What is discomforting analysts is that over the years this Commission has de-generated, thanks to overuse, abuse and mis-use and undergone metamorphosis into the first resort of all tax evaders. In the process, the Settlement Commission has earned a new sobriquet – settlement by commission with several “professionals” brokering the settlement processes between the Income-Tax Department and the assessee. 


Settlement Commission and Budget 2011


Obviously, given its potency, this body has indeed been a very useful tool in the hands of successive Finance Ministers to settle political scores. In 2007, the Settlement Commission, thanks to an application made by a prominent South Indian politician, was virtually defanged by the then FM. The mutual hatred between the two is too well known to warrant repetition here.

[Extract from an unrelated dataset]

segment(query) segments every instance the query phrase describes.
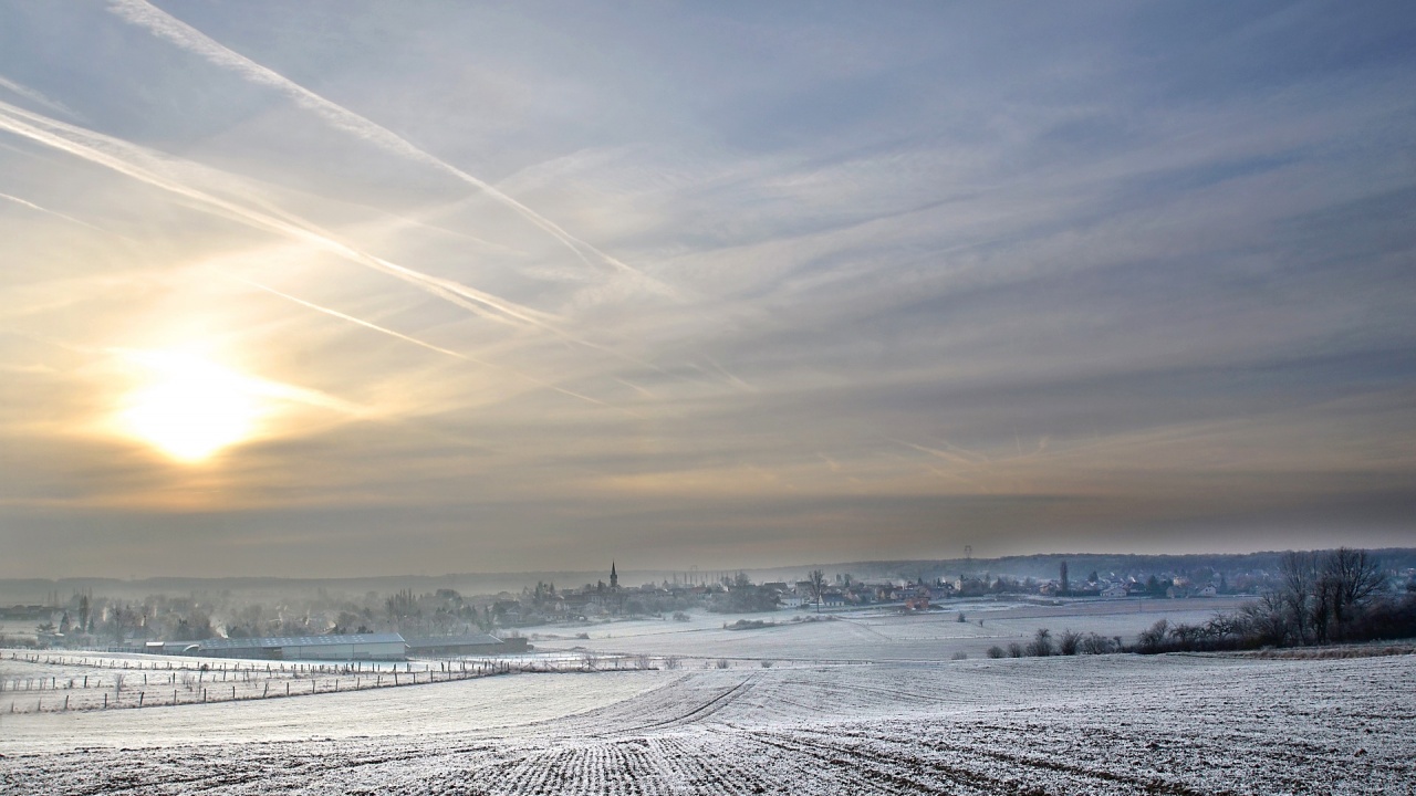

Subsequently, Budget 2010 once again sought to revive the Settlement Commission albeit in a limited fashion by seeking to include only “cases” where the proceedings are pending for assessment before an assessing officer on the date on which an application is made. Some experts believe this amendment was aimed at bailing out Hasan Ali who is reported to have tax dues exceeding Rs 50,000 crores. However, care was taken to exempt reassessment or re-computation cases under the Income-Tax Act from the ambit of the Settlement Cases. Similarly, monetary limits were placed for the tax payable or amount to be disclosed before the Commission. Obviously, it is not yet a free for all with the Settlement Commission.


Given this paradigm, it is reported that the members of the Settlement Commission have met the Hon’ble FM seeking enhanced powers for the Commission. More cases for settlement would definitely mean more perks and power for the Commission. Experts in the know suggest that Budget 2011 will further dilute the provisions of the Settlement Commission. Consequently, more cases can be referred to it and settled by it. Crucially, experts believe that it would be a VDIS (say with a 45% tax levy) couched as enhancement of powers of the Settlement Commission. And that may in all probability include funds parked outside with immunity from penalty under FEMA for a limited period!


And that would at once provide a leeway for all and sundry to come to the Settlement Commission and settle their cases. Interestingly, the Commission does not provide immunity from prosecution under any other laws, including the Prevention of Corruption Act (PCA). Never mind - one way out of this tangle would be to declare the ill-gotten wealth in the name of one’s spouse. And that would ensure a perfect escape route under most statutes.


Welcome to the Sovereign Republic of India where one can first loot the nation and subsequently orchestrate an amendment to the statute to legalize one’s loot.